The box-office for the 6:30 p.m. show opened at 6 p.m. By then the line of humanity stretched almost completely around the block. It took every bit of a half-hour to fill our 500-seat auditorium. We turned away at least six or seven times that number.
The sense of anticipation in the air was electric as the house lights in the auditorium began to fade. Outside, on the sidewalk, many of those who couldn't get in to the first show stayed in line for the second show at 9 p.m.
The prank unfolded in layers. Some caught on and left while “Beaver Valley” was running. Most stayed through the first few minutes of “The Devil in Miss Jones.” Only about a third of the crowd remained in their seats through both movies. Afterward, there were lots of folks who said it was the funniest prank that had ever happened in Richmond.
Of course, a few hardheads got peeved. But since admission had been free, as well as the beer and cake, well, there was only so much they could say.
Even though those in line for the second show were told about the hoax by people leaving the first show, the second show packed the house, too. By then it seemed a lot of people just wanted to be in on a unique event, to see what would happen and be able to (honestly) say they were there.
The rush that came from living in the eye of that day’s storm of activity was intense, to say the least. After the second show emptied out, gloating over the utter success of the gag, as the staff and assorted friends finished off the second keg, was as good as it gets in the prank business.

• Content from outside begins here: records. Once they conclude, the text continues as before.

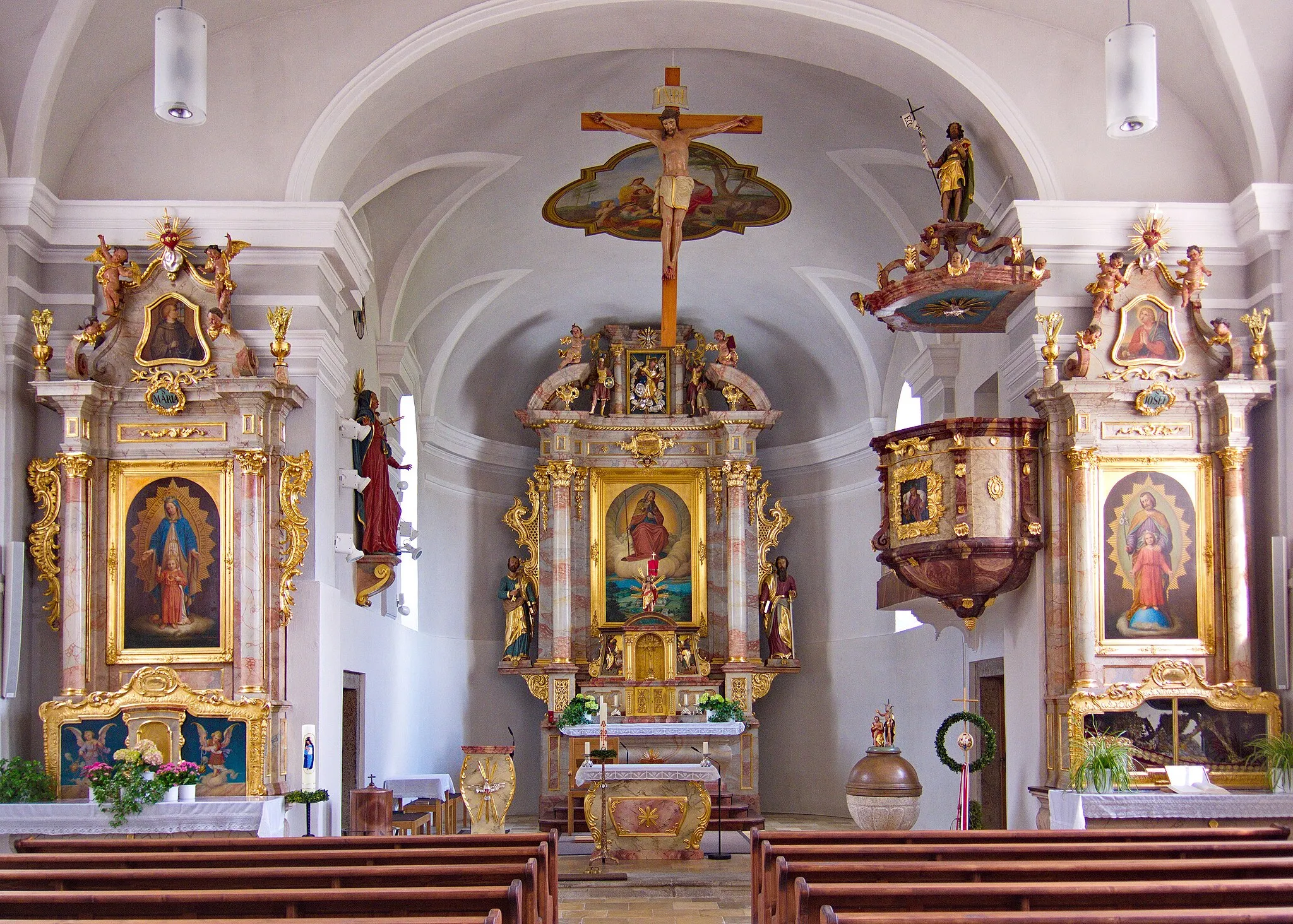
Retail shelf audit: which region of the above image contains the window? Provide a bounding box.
[893,381,924,430]
[397,394,420,629]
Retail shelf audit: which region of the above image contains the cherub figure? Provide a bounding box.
[557,324,588,370]
[1064,324,1103,379]
[1086,251,1128,321]
[1177,244,1212,307]
[201,234,251,318]
[85,234,143,331]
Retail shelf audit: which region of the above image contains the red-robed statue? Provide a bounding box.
[352,389,412,554]
[621,490,669,561]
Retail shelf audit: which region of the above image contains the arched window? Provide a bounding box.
[893,381,924,430]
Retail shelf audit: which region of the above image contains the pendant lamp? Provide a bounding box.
[153,3,207,126]
[1104,0,1159,138]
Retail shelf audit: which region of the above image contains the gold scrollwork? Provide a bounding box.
[278,450,314,625]
[234,450,269,478]
[40,665,270,796]
[27,456,63,632]
[503,478,539,587]
[525,673,548,704]
[888,459,944,542]
[131,365,216,416]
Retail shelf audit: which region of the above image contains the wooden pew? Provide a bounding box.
[0,881,521,924]
[768,850,1293,921]
[0,857,543,924]
[15,828,557,924]
[821,906,1293,924]
[750,827,1293,924]
[786,879,1293,924]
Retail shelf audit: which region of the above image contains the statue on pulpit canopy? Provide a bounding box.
[498,555,539,661]
[350,371,411,554]
[759,555,798,659]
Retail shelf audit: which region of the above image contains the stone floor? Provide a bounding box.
[508,815,854,924]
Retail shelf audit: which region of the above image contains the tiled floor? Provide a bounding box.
[543,815,852,924]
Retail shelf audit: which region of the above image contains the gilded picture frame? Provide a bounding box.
[1090,455,1223,656]
[134,292,211,367]
[888,459,945,542]
[106,459,234,664]
[588,466,707,634]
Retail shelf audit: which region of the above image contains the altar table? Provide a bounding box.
[575,764,719,860]
[1029,787,1293,828]
[0,796,285,840]
[381,773,454,801]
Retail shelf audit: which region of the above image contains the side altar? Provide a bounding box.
[499,324,799,824]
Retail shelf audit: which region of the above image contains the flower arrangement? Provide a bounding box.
[0,757,54,803]
[1070,735,1131,792]
[157,760,201,786]
[85,738,173,827]
[557,692,597,728]
[696,692,745,723]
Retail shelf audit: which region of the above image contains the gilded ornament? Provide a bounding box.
[525,673,548,704]
[31,307,54,380]
[27,456,62,632]
[234,450,269,478]
[278,450,314,625]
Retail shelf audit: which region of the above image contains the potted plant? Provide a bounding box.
[0,757,54,803]
[1249,733,1293,792]
[158,760,201,803]
[557,692,597,728]
[1070,735,1131,792]
[696,692,745,723]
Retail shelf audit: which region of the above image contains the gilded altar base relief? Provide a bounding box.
[1098,456,1215,654]
[107,460,234,663]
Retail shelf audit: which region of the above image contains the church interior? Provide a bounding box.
[0,0,1293,924]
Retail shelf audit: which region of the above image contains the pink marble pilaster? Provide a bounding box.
[58,453,91,697]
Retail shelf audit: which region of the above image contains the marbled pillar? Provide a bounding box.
[723,461,759,661]
[548,460,574,664]
[1064,446,1099,687]
[58,453,92,697]
[1217,446,1253,685]
[234,449,269,696]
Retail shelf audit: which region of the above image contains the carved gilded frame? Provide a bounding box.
[1088,455,1224,656]
[588,468,708,636]
[888,459,944,542]
[106,458,235,664]
[40,665,270,796]
[1068,660,1284,788]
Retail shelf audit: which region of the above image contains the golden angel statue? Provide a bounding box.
[85,234,143,329]
[201,234,251,318]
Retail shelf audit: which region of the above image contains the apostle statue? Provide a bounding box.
[350,379,412,554]
[498,555,539,663]
[759,555,799,660]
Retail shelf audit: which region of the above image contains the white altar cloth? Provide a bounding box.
[0,796,283,838]
[381,773,454,801]
[561,723,745,739]
[574,765,718,786]
[1082,792,1293,820]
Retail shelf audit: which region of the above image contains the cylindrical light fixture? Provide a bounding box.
[1104,16,1159,138]
[153,6,207,126]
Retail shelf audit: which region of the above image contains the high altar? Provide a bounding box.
[499,324,799,835]
[28,216,312,797]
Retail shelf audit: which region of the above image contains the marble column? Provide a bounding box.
[234,449,270,697]
[723,461,759,663]
[1217,446,1253,686]
[1064,446,1100,687]
[548,459,575,664]
[58,453,92,697]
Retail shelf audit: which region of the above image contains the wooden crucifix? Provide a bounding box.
[580,67,763,346]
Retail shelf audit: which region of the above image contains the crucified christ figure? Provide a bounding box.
[592,106,754,279]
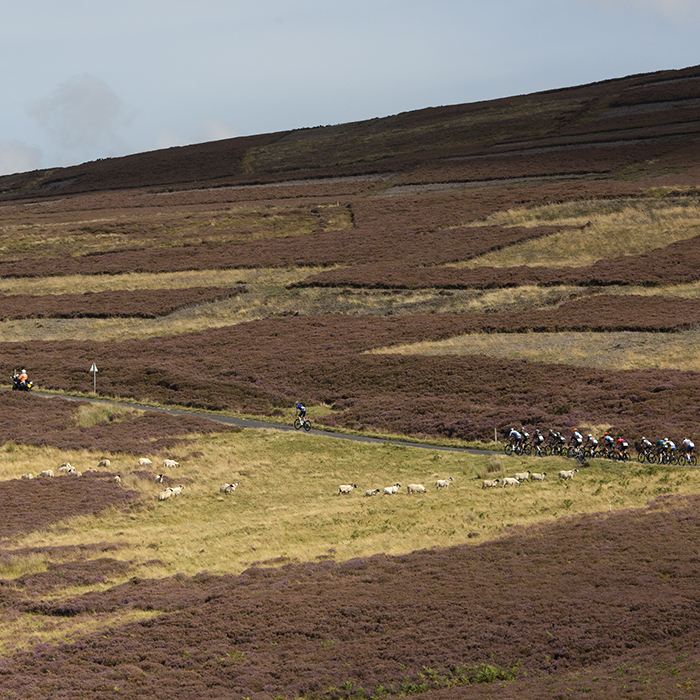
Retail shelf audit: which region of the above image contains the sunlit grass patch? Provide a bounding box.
[368,331,700,371]
[456,198,700,267]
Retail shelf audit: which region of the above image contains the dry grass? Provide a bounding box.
[455,198,700,267]
[368,331,700,371]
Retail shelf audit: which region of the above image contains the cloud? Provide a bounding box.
[27,74,127,163]
[204,117,237,141]
[0,140,41,175]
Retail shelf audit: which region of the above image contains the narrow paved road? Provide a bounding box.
[27,391,493,455]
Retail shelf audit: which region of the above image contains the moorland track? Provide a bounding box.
[24,388,494,455]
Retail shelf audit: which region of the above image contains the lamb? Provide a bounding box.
[435,477,454,489]
[559,469,578,481]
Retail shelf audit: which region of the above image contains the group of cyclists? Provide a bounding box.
[505,427,697,466]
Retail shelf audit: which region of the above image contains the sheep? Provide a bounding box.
[435,477,454,489]
[559,469,578,481]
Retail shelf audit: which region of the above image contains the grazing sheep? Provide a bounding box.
[435,477,454,489]
[559,469,578,481]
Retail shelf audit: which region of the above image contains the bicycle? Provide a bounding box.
[294,418,311,433]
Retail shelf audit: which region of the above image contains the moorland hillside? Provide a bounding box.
[0,67,700,700]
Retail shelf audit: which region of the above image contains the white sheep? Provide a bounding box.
[435,477,454,489]
[559,469,578,481]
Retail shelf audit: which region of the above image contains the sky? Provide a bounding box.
[0,0,700,175]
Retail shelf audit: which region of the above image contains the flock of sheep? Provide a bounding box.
[481,469,578,489]
[336,477,454,498]
[21,457,239,501]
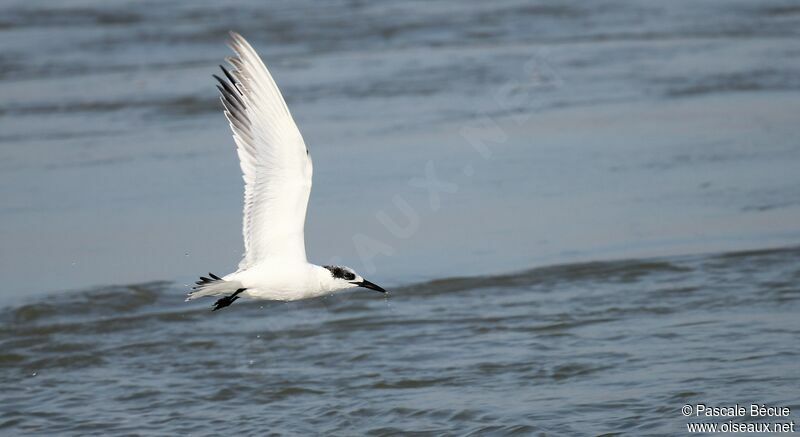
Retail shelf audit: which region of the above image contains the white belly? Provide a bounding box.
[230,264,330,301]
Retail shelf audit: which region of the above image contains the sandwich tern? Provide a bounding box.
[186,32,386,311]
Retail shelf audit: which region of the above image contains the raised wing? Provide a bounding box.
[214,32,313,270]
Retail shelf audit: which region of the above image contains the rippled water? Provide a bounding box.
[0,248,800,435]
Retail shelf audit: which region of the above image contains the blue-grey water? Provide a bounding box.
[0,0,800,435]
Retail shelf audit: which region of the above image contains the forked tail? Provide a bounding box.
[186,273,244,300]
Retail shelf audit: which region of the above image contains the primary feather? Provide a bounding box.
[217,32,313,270]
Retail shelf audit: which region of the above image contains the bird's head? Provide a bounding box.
[323,266,386,293]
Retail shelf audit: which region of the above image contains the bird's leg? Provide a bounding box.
[211,288,247,311]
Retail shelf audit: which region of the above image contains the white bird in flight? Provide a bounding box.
[186,32,386,311]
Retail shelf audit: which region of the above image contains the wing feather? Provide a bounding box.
[214,32,313,270]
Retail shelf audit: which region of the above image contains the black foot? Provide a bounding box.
[211,288,246,311]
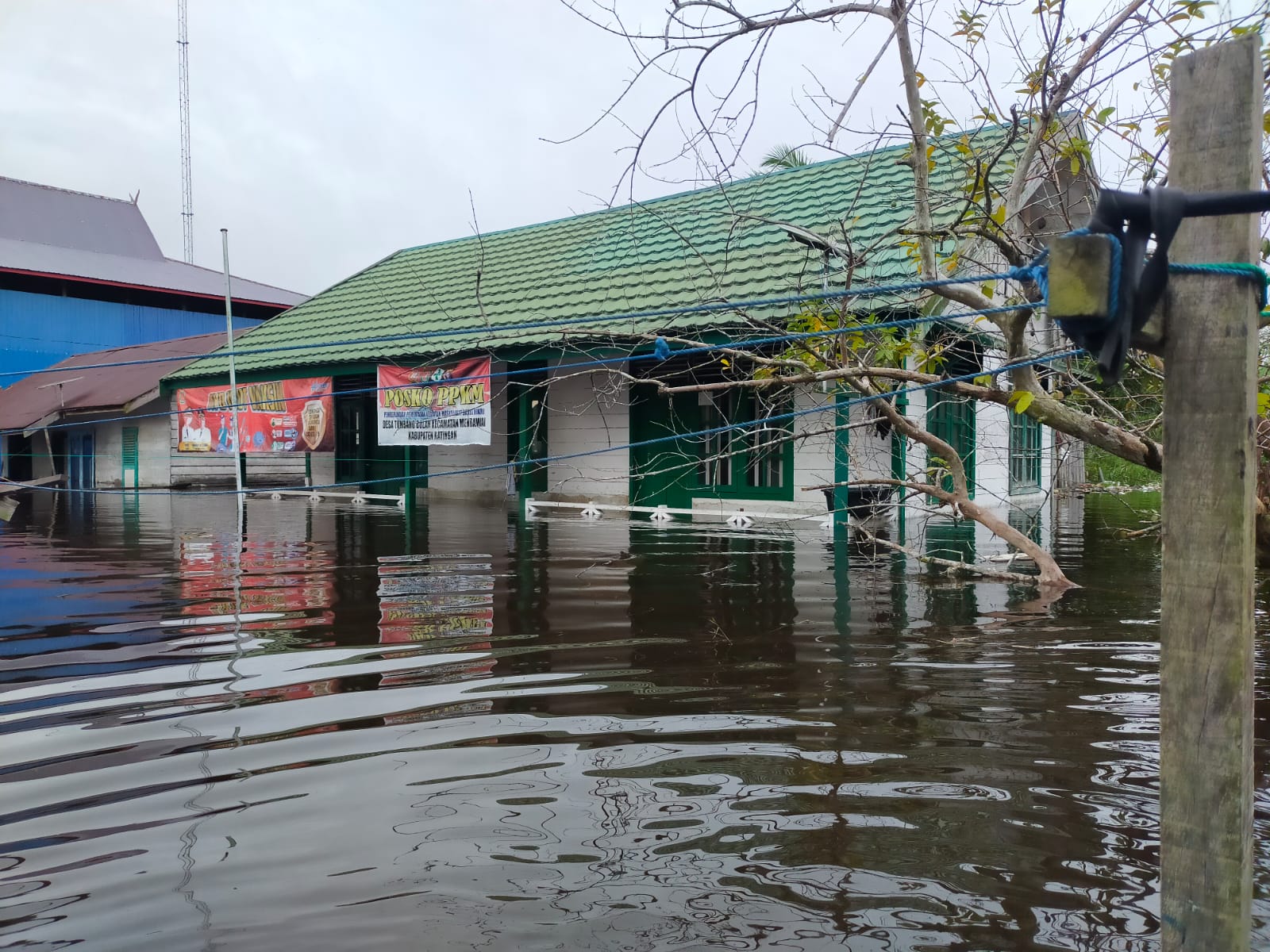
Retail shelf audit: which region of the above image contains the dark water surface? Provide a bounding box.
[0,497,1270,952]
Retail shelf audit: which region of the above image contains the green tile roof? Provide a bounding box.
[174,125,1008,382]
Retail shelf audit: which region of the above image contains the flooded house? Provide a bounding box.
[0,332,241,489]
[164,127,1087,523]
[0,178,305,387]
[0,178,305,487]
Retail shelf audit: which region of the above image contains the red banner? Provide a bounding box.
[176,377,335,453]
[379,357,491,447]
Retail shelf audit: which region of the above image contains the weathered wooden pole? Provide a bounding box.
[1160,34,1262,952]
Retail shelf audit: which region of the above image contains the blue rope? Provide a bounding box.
[2,349,1080,497]
[0,305,1026,436]
[0,265,1051,377]
[1168,262,1270,309]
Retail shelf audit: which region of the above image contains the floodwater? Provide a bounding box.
[0,495,1270,952]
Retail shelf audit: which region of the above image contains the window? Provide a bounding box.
[1010,413,1040,497]
[697,390,794,499]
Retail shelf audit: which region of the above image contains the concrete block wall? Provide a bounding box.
[545,360,630,505]
[93,398,173,489]
[167,395,310,487]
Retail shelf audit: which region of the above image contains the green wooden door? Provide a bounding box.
[630,387,701,509]
[121,427,141,489]
[335,393,367,484]
[335,393,428,495]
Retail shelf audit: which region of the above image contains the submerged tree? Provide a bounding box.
[569,0,1270,586]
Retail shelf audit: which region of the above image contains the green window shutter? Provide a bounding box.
[121,427,141,489]
[1010,413,1041,497]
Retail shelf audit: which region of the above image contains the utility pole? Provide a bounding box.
[176,0,194,264]
[221,228,245,525]
[1160,34,1262,952]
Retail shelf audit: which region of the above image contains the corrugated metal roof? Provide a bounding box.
[0,178,307,307]
[0,332,244,430]
[0,178,163,262]
[0,239,307,307]
[173,127,1012,379]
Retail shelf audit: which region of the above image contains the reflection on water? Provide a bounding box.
[0,497,1270,952]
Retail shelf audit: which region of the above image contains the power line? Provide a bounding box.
[0,271,1037,377]
[0,305,1018,441]
[11,347,1082,497]
[176,0,194,264]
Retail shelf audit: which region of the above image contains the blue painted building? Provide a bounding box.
[0,178,305,386]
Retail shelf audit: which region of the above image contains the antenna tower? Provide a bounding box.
[176,0,194,264]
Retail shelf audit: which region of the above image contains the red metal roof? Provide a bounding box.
[0,176,306,303]
[0,330,243,430]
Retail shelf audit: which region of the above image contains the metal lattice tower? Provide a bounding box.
[176,0,194,264]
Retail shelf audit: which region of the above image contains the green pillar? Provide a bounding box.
[891,392,908,544]
[833,387,851,527]
[402,447,418,524]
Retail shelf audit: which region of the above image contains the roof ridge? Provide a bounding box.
[391,122,1010,261]
[0,175,135,205]
[59,328,242,367]
[164,255,307,298]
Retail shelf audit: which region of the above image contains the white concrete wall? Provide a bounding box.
[93,398,173,489]
[847,404,891,480]
[540,360,630,505]
[427,360,508,500]
[794,387,836,512]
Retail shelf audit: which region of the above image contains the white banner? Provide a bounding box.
[376,357,491,447]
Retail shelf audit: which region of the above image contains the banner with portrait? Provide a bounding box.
[176,377,335,453]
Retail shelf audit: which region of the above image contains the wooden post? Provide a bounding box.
[1160,34,1262,952]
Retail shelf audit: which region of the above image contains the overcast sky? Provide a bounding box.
[0,0,924,294]
[0,0,1234,294]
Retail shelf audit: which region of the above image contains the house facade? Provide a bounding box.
[0,332,260,489]
[164,129,1087,525]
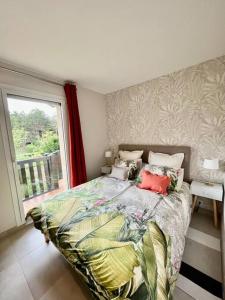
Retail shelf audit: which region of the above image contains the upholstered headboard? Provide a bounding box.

The birthday cake (by Wendy Andriot) was free while it lasted |
Meanwhile, thoroughly amused reporters were filing their stories on what had happened at the Biograph. The next day wire services and broadcast networks picked up the story. We returned to business as usual with an Andy Warhol double feature.
A few days later NPR’s All Things Considered went so far as to compare the Biograph’s second anniversary prank to Orson Welles’ mammoth 1938 radio hoax. Which was fun to hear, but I had the good sense to tell the interviewer that in comparison our stunt was "strictly small potatoes."
Congratulatory mail came in from all over the country. Six months later the Biograph closed down for a month to be converted into a twin cinema. With two screens to fill the manager’s job became more complicated. As an independent exhibitor, prank or no prank, it wasn’t always easy to rent enough product to fill two screens. The repertory “mission” become increasingly blurred over the next few years.
Thinking back about what an effort it took just to keep the Biograph's doors open in those days, now it seems like it was all sort of an elaborate stunt … pranks for the memories.
* * *
Note: Don Dale was the news reporter who helped us keep the prank's secret. As Dale died in 2015, now I'm free to give him the credit.
Note: This piece (both words and art) is an excerpt of F.T. Rea's "Biograph Times," a work in progress.
Note: This piece (both words and art) is an excerpt of F.T. Rea's "Biograph Times," a work in progress.